The European Bank for Reconstruction and Development (EBRD) is the lead investor in this latest round, with previous backers Sofina, Index Ventures, Quadrille, and TCF Capital also participating, as well as the European Investment Bank (EIB) under  its Scale-Up Initiative. The EIB portion is debt, said Čupr, describing it as a “minority” of the full amount.

Čupr declined to give a valuation for the round, but from what we understand it is higher than previous valuations but less than $2 billion. For some context, the last large round of funding that Rohlik raised was in 2022, and that came in at what we now know to be around the $1.3 billion mark pre-money. The amount that Rohlik has now raised in equity and debt is approaching $800 million.

This latest injection is coming at a tough time in the grocery delivery business. The peak of the Covid-19 pandemic saw a couple of years of major attention, funding, and usage of grocery delivery services – which led to hundreds of millions of dollars of funding getting funneled into different permutations of the business model, especially those that looked particularly novel such as “instant” delivery startups. 2021 alone saw nearly $19 billion in investments in grocery delivery startups according to the investment firm AgFunder. 

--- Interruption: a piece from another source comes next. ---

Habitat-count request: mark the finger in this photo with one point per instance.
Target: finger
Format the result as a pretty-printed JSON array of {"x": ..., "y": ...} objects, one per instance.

Perhaps inevitably, after the peak came the trough, with a number of startups disappearing, being acquired for pennies on the dollar/pound/euro, lots of layoffs, retrenchments and restructuring.

After years of aggressive funding and growth, Getir is now focusing on his home market of Turkey. GoPuff burned $400 million last year reportedly. And it’s not just the most obvious instant players that are buckling. Oda in Norway, a big grocery contender that also raised and acquired aggressively, has been laying off people in waves and also shrinking its geographic footprint.

Even Ocado, seen by many as the gold standard in this world, has been struggling on weaker earnings and partners pausing their Ocado-powered warehouse projects. 

In that turbulience, Rohlik is both feeling the pressure but also showing some signs of where it might build defenses as it watches closely what the others do. “I know Ocado well,” he said, “our CFO is ex Ocado.” 

Outside of the Czech Republic, the company, which Čupr describes as “20 years in the making” has operations also in Hungary, Austria, Germany (where it operates as Knuspr, as illustrated above) and Romania, and he said that the businesses in its home market, Hungary and Munich are all now profitable. The company said that revenues have on average been growing 40% post-covid, and it has set itself a target of €1 billion in revenues and positive cash flow by the end of 2024. It does not disclose, however, what its revenues are right now, so we can’t say if Rohlik is biting off more than it can chew. 

“We first partnered with Rohlik three years ago and have been continuously impressed by the management team’s execution and investment into proprietary technology, automation and increasing use of artificial intelligence across its operations,” said Tamas Nagy, Director, Co-head of Equity Investments at the European Bank for Reconstruction and Development (EBRD), in a statement. “We are very proud to support Rohlik’s growth and expansion plans in the years to come.”